Record.getValue( ) can return wrong value when mixing table alias with table

239 views
Skip to first unread message

david....@gmail.com

unread,
Jul 17, 2015, 1:48:35 PM7/17/15
to jooq...@googlegroups.com
Hi,

Using Jooq 3.6.1, In a situation similar to the following:

<type> a = Tables.A.as("a");
<type> b = Tables.B.as("b");

Record record = ... .select(a.name, b.name) ...

record.getValue(Tables.B.name) was returning the value fetched for a.name.

I know it doesn't make sense that the code was using aliases during the select and not during getValue - however I feel it would be a good safety measure for jooq to not match anything at all in this case, or ideally throw an exception.

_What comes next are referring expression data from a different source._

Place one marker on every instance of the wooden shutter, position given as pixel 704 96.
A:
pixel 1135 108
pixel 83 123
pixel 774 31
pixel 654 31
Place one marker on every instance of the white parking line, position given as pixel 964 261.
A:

I haven't checked the result using Jooq 3.6.2 but the changelog doesn't seem to list anything relevant to this situation.

Cheers,
Dave

Lukas Eder

unread,
Jul 18, 2015, 8:25:43 AM7/18/15
to jooq...@googlegroups.com
Hello,

Thanks for your message. However, I'm not 100% sure how to understand the code examples. What's a.name / b.name / Tables.B.name? Is "name" a placeholder for a column name that is present in both A and B?

Cheers,
Lukas

--
You received this message because you are subscribed to the Google Groups "jOOQ User Group" group.
To unsubscribe from this group and stop receiving emails from it, send an email to jooq-user+...@googlegroups.com.
For more options, visit https://groups.google.com/d/optout.

david....@gmail.com

unread,
Jul 18, 2015, 9:29:42 AM7/18/15
to jooq...@googlegroups.com
Yes - although in my case both tables had a column called 'name'.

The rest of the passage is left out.